To calculate the area of the triangle formed by the points \( A(-5, -4) \), \( B(3, -3) \), and \( C(3, 2) \), we can use the formula for the area of a triangle given by its vertices:
\[ \text{Area} = \frac{1}{2} \left| x_1(y_2 - y_3) + x_2(y_3 - y_1) + x_3(y_1 - y_2) \right| \]
where \((x_1, y_1)\), \((x_2, y_2)\), and \((x_3, y_3)\) are the coordinates of the vertices.
Assigning the points:
- \( A(x_1, y_1) = (-5, -4) \)
- \( B(x_2, y_2) = (3, -3) \)
- \( C(x_3, y_3) = (3, 2) \)
Substituting the points into the area formula:
\[ \text{Area} = \frac{1}{2} \left| -5(-3 - 2) + 3(2 - (-4)) + 3((-4) - (-3)) \right| \]

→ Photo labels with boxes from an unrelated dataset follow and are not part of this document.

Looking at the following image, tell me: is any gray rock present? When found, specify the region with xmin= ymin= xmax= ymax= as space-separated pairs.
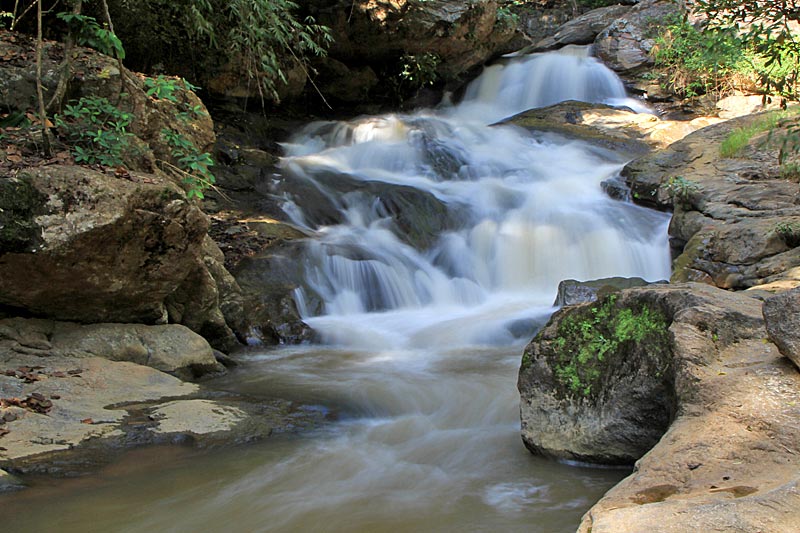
xmin=764 ymin=288 xmax=800 ymax=367
xmin=553 ymin=277 xmax=660 ymax=307
xmin=594 ymin=0 xmax=681 ymax=72
xmin=0 ymin=469 xmax=25 ymax=494
xmin=0 ymin=318 xmax=224 ymax=379
xmin=519 ymin=284 xmax=800 ymax=533
xmin=622 ymin=111 xmax=800 ymax=291
xmin=534 ymin=5 xmax=631 ymax=51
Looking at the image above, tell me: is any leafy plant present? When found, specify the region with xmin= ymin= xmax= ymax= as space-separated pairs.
xmin=190 ymin=0 xmax=333 ymax=101
xmin=56 ymin=12 xmax=125 ymax=60
xmin=55 ymin=96 xmax=132 ymax=167
xmin=651 ymin=15 xmax=755 ymax=97
xmin=400 ymin=52 xmax=441 ymax=89
xmin=719 ymin=108 xmax=800 ymax=157
xmin=695 ymin=0 xmax=800 ymax=98
xmin=161 ymin=128 xmax=216 ymax=199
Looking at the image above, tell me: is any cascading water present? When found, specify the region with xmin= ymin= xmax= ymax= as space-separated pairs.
xmin=3 ymin=46 xmax=669 ymax=533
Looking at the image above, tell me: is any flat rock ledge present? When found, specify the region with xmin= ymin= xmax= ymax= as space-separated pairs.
xmin=519 ymin=283 xmax=800 ymax=533
xmin=0 ymin=319 xmax=322 ymax=484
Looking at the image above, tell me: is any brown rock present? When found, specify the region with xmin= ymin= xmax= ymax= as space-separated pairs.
xmin=0 ymin=165 xmax=208 ymax=323
xmin=764 ymin=288 xmax=800 ymax=367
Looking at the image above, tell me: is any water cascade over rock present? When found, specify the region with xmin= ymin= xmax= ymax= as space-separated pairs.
xmin=4 ymin=46 xmax=669 ymax=533
xmin=284 ymin=47 xmax=669 ymax=348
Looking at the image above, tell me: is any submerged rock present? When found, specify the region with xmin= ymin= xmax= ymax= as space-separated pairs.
xmin=519 ymin=284 xmax=800 ymax=533
xmin=0 ymin=319 xmax=321 ymax=478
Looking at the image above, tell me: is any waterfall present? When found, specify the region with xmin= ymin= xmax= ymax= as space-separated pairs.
xmin=3 ymin=46 xmax=669 ymax=533
xmin=282 ymin=47 xmax=669 ymax=348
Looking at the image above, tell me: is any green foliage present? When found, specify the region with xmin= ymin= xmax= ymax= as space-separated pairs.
xmin=651 ymin=16 xmax=755 ymax=97
xmin=56 ymin=12 xmax=125 ymax=59
xmin=161 ymin=128 xmax=216 ymax=199
xmin=55 ymin=96 xmax=132 ymax=167
xmin=552 ymin=294 xmax=668 ymax=396
xmin=495 ymin=5 xmax=519 ymax=28
xmin=719 ymin=108 xmax=800 ymax=157
xmin=664 ymin=176 xmax=703 ymax=205
xmin=775 ymin=222 xmax=800 ymax=248
xmin=695 ymin=0 xmax=800 ymax=98
xmin=189 ymin=0 xmax=332 ymax=101
xmin=400 ymin=52 xmax=441 ymax=89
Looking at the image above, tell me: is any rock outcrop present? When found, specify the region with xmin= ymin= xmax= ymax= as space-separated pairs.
xmin=594 ymin=0 xmax=681 ymax=72
xmin=0 ymin=318 xmax=320 ymax=478
xmin=0 ymin=31 xmax=246 ymax=351
xmin=623 ymin=111 xmax=800 ymax=290
xmin=530 ymin=5 xmax=631 ymax=52
xmin=519 ymin=284 xmax=800 ymax=533
xmin=0 ymin=165 xmax=208 ymax=324
xmin=764 ymin=288 xmax=800 ymax=368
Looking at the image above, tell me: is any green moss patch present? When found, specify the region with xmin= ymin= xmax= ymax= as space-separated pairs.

Calculating each term step by step:
- \( -5(-3 - 2) = -5(-5) = 25 \)
- \( 3(2 - (-4)) = 3(2 + 4) = 3 \times 6 = 18 \)
- \( 3((-4) - (-3)) = 3(-4 + 3) = 3(-1) = -3 \)
Putting it all together:
\[ \text{Area} = \frac{1}{2} \left| 25 + 18 - 3 \right| \] \[ = \frac{1}{2} \left| 40 \right| \] \[ = \frac{1}{2} \times 40 = 20 \]
Thus, the area of Leonardo's triangle is \( \boxed{20} \) square units.